E il nostro amico poeta che fine ha fatto in tutto questo?
È stato sommerso dalla ridda delle informazioni e delle sensazioni collettive. In alcuni casi si è ripiegato su sé stesso, scovando luci religiose dove non c’erano che grandi toni civili, oppure cucendo insieme immagini bucoliche di un mondo che, irreale o meno, è tramontato; in altri ha modulato la sua voce fino ad affievolirla, abbandonando la grancassa dei migliori tempi andati. Verrebbe da pensare che non era pronto all’ingresso in scena della prepotente massa dei consumi.
Ha il suo cappellaccio mal calcato in testa, una piuma d’oca tra le mani e studia con acribia le voci dei vocabolari online che tanta fatica gli stanno risparmiando. Com’è facile adesso trovar le rime! Pensa l’allegro disgraziato.
Non è più sicuro di niente. Non si sente in grado di guidare nessuno, le sue parole sono solo altre parole. Mediaticamente è un dinosauro, di quelli ancora simil-rettili e senza penne, è il cavallo di Troia che non è più un cavallo da tempo immemore (perché cavallo non è mai stato). Perché il suo messaggio dovrebbe sovrastare e superare quello di qualsiasi altro essere vivente? Da cosa dovrebbe trarre le basi per poter affermare di aver visto qualcosa che tutti gli altri faticano ad inquadrare? È uno scemo come tutti gli altri, un idiota che punta il dito alla luna immaginando le galassie dietro. È uno scemo, perché quando gli chiedono perché osservi un punto tanto distante fa ammenda e si scusa, torna a guardare i sassolini dell’acciottolato contando le pecore per dormire.

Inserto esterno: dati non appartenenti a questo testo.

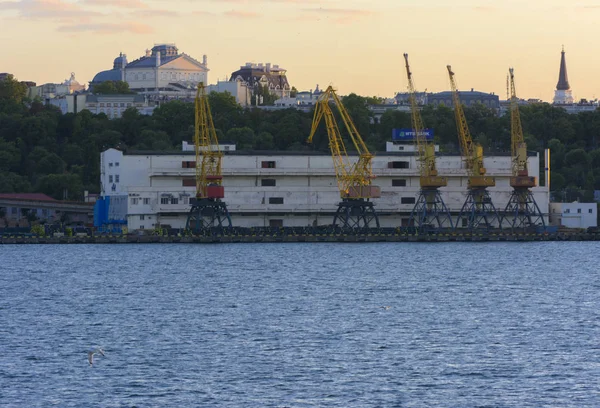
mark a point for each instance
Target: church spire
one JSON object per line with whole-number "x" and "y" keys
{"x": 563, "y": 79}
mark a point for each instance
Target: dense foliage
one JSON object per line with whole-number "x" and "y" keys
{"x": 42, "y": 150}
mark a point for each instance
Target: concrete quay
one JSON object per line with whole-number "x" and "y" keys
{"x": 271, "y": 238}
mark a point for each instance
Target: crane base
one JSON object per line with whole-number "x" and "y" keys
{"x": 478, "y": 211}
{"x": 522, "y": 211}
{"x": 207, "y": 213}
{"x": 430, "y": 213}
{"x": 355, "y": 214}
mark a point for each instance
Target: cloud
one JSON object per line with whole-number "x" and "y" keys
{"x": 127, "y": 4}
{"x": 241, "y": 14}
{"x": 340, "y": 15}
{"x": 49, "y": 9}
{"x": 108, "y": 28}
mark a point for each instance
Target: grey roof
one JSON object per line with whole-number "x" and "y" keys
{"x": 110, "y": 75}
{"x": 150, "y": 61}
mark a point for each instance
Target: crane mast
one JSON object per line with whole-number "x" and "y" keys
{"x": 353, "y": 179}
{"x": 522, "y": 210}
{"x": 478, "y": 210}
{"x": 208, "y": 210}
{"x": 430, "y": 212}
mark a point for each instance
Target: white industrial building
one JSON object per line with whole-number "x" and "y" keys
{"x": 283, "y": 188}
{"x": 574, "y": 215}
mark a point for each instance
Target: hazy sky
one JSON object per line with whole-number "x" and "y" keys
{"x": 356, "y": 45}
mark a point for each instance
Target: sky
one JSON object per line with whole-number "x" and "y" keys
{"x": 354, "y": 45}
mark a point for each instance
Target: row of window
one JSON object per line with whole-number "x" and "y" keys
{"x": 136, "y": 201}
{"x": 568, "y": 211}
{"x": 116, "y": 105}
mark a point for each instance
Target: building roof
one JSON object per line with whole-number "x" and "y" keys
{"x": 110, "y": 75}
{"x": 27, "y": 196}
{"x": 563, "y": 79}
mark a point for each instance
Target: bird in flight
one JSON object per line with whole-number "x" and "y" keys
{"x": 91, "y": 355}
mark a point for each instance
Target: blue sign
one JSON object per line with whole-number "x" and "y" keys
{"x": 408, "y": 135}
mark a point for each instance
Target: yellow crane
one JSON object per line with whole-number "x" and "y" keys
{"x": 430, "y": 212}
{"x": 478, "y": 211}
{"x": 355, "y": 211}
{"x": 522, "y": 210}
{"x": 208, "y": 210}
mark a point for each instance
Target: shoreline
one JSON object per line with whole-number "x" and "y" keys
{"x": 268, "y": 238}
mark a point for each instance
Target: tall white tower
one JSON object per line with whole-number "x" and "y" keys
{"x": 563, "y": 94}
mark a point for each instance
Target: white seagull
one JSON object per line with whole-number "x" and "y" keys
{"x": 91, "y": 355}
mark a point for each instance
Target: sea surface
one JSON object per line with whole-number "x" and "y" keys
{"x": 301, "y": 325}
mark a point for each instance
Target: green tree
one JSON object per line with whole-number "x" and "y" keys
{"x": 12, "y": 91}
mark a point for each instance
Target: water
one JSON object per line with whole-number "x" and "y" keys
{"x": 301, "y": 325}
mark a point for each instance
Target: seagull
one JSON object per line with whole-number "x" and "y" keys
{"x": 91, "y": 355}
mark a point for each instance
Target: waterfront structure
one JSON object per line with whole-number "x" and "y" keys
{"x": 574, "y": 215}
{"x": 563, "y": 94}
{"x": 263, "y": 75}
{"x": 467, "y": 98}
{"x": 18, "y": 206}
{"x": 150, "y": 189}
{"x": 162, "y": 72}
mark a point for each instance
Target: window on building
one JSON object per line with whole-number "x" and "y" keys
{"x": 188, "y": 182}
{"x": 267, "y": 182}
{"x": 276, "y": 223}
{"x": 401, "y": 164}
{"x": 268, "y": 164}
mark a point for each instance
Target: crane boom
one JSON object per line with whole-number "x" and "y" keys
{"x": 208, "y": 156}
{"x": 520, "y": 170}
{"x": 354, "y": 179}
{"x": 471, "y": 151}
{"x": 427, "y": 166}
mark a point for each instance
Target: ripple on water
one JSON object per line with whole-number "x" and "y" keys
{"x": 301, "y": 325}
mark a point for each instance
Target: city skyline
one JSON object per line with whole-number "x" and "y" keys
{"x": 355, "y": 45}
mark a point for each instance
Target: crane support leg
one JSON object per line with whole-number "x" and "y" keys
{"x": 430, "y": 213}
{"x": 355, "y": 214}
{"x": 207, "y": 213}
{"x": 479, "y": 211}
{"x": 522, "y": 211}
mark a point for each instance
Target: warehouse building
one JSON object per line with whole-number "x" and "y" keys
{"x": 153, "y": 189}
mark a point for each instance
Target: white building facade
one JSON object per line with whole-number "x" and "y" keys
{"x": 574, "y": 215}
{"x": 293, "y": 189}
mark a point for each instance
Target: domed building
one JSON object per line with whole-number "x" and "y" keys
{"x": 163, "y": 71}
{"x": 115, "y": 74}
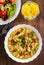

Sa cosa dire, ma non sa perché dovrebbe farlo, sembrano già tutti ben convinti del fatto proprio!
Devono aver capito cose che lui non conosce e non osa, alla fine della fiera si scopre addirittura il più ignorante in materia di vita, il meno saggio.
Eppure, già, eppure questo fuoco che gli arde in petto vorrebbe incendiare il mondo e renderlo una lanterna in tanta oscurità. Che gli si dica pure che tutto è già stato detto, che la storia è ciclica e che non siamo che le rielaborazioni di altre rielaborazioni. Al fuoco questo non interessa.
Ma la fiamma è una cosa e la persona che la alimenta un altro.
Se non si può più esser vati tanto vale fare il giro e diventare ciarlatani! Dire quello che si vuole, come lo si vuole. Cum grano salis, s’intende, senza berciare insulti o frasi sconclusionate. Libero, il poeta vuol essere libero di articolare il suo pensiero, e se altri non lo sentiranno poco male, all’incendio non si comanda.
È in definitiva questo idiota che, a differenza di molti, perlomeno si diverte (irrorando le orme di lacrime e risate).